In post-annexation Crimea, no mass media are published in Ukrainian any longer
In the occupied Crimea, no printed press is published in Ukrainian. This was discovered in the survey of the organization "Krymskyi Dim" ("Crimean House") related to the situation with the Ukrainian and Crimean Tatar cultural environment in Crimea after the occupation. The survey results were presented in Kyiv, Ukrinform reports.
The survey covered issues of languages studied in educational institution and used in printed press.

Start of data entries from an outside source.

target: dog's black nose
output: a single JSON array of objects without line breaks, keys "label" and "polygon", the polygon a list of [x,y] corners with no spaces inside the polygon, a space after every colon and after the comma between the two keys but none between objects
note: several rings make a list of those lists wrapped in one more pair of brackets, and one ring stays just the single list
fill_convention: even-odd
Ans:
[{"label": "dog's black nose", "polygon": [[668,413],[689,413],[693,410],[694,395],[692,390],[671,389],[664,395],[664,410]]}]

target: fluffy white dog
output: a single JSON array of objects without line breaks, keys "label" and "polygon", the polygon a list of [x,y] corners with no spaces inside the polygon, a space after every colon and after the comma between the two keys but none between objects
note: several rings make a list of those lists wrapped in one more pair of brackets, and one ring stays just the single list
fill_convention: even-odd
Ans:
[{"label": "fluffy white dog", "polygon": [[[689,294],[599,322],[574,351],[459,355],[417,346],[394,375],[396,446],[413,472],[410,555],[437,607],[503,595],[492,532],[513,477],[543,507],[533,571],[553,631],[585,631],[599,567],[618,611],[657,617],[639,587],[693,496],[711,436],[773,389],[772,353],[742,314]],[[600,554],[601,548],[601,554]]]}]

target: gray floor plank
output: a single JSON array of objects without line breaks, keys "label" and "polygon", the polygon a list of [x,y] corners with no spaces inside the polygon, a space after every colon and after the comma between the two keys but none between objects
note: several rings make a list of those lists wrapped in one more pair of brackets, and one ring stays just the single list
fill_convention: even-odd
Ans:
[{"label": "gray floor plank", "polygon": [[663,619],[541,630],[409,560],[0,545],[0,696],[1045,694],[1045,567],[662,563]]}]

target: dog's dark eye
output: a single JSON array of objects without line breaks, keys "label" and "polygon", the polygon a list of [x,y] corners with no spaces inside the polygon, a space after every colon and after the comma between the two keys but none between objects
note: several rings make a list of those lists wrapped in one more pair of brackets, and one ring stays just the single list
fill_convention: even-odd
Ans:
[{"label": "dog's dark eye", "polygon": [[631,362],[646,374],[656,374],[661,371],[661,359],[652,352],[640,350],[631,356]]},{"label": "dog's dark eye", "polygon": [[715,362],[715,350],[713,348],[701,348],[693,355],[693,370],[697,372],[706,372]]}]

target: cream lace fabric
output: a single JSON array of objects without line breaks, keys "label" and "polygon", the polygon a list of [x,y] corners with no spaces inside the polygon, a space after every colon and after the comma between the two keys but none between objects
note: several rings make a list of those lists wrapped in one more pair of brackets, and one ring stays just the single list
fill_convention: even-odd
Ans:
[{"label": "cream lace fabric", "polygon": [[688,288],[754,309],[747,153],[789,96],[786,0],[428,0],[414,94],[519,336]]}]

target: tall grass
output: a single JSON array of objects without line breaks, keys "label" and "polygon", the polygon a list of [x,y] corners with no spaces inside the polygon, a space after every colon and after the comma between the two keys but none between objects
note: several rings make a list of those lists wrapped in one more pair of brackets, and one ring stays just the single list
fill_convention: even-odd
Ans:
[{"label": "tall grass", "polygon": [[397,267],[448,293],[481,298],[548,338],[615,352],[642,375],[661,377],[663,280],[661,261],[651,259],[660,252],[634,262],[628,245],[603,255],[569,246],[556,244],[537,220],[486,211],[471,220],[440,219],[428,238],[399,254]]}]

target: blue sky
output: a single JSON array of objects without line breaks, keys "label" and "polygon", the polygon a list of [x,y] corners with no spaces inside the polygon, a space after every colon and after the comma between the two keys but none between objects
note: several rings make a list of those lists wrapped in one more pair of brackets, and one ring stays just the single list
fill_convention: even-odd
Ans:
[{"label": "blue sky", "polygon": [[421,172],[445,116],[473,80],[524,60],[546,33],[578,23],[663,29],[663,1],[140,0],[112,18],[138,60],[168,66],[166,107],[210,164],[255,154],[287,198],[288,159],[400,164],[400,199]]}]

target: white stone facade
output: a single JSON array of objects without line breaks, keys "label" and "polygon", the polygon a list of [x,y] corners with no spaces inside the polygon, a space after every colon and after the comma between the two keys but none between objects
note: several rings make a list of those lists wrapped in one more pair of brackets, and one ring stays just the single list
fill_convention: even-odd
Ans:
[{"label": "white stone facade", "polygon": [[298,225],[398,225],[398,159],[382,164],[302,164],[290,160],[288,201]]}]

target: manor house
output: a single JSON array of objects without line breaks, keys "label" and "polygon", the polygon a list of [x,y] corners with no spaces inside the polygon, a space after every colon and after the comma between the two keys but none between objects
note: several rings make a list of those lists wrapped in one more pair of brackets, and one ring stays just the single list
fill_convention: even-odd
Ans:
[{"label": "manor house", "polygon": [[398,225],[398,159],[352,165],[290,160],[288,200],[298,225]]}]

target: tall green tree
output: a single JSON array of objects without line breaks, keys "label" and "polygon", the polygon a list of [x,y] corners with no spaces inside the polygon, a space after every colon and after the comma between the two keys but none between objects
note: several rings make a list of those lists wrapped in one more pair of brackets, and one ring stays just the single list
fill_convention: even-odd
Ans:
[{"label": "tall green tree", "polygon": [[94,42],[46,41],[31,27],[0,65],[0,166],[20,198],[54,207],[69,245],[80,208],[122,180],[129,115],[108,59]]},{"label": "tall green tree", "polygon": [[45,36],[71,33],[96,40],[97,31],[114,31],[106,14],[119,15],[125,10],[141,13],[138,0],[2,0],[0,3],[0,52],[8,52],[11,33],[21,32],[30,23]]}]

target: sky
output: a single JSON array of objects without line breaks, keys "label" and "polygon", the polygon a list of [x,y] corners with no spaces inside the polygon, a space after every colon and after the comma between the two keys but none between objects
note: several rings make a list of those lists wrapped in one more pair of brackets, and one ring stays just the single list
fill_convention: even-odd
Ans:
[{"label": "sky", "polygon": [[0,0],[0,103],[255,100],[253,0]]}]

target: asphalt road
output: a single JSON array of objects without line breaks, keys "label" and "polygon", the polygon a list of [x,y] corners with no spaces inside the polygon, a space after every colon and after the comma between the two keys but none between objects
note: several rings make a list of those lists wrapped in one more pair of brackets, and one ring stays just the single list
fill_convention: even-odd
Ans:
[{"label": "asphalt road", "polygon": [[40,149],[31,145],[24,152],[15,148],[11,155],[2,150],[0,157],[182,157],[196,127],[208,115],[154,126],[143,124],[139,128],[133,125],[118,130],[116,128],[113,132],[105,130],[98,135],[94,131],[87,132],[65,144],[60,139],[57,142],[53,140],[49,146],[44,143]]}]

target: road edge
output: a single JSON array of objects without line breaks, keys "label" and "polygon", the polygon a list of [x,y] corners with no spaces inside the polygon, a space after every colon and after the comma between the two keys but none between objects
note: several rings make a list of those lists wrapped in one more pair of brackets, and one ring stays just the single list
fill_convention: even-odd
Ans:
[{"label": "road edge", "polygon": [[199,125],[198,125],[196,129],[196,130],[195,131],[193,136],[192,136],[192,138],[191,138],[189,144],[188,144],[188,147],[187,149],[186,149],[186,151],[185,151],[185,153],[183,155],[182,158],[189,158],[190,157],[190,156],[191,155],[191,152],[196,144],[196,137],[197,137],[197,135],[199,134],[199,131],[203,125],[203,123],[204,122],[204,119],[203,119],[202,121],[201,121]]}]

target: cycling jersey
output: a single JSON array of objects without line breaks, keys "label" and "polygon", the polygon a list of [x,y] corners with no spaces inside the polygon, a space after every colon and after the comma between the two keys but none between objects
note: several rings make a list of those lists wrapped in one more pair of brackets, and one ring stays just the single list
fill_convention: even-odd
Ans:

Oleksander Shulha, who works in the Research Center "SPHERA", says that most respondents of the survey agree that the situation with free language use deteriorated on both official and common level. "Against the Ukrainian-speaking people, we see open aggression and danger of physical violence. The psychological environment that was formed restricts Ukrainian language to the narrow circle of friends and family, the people who are trusted," Shulha said. Those who speak Crimean Tatar also feel aggression based on the language they use. As to the official level, Ukrainian is no longer an official language in Crimea - at least, in daily practice, not in declarations of the occupant internal legislation (according to which, Russian, Ukrainian, and Crimean Tatar languages are to function as equal). The printed media in languages other than Russian disappered in Crimea, too.
The research was based on survey of 116 people - both the current residents and those who recently relocated to mainland Ukraine. Part of them were surveyed face to face, some sent their answers via e-mail.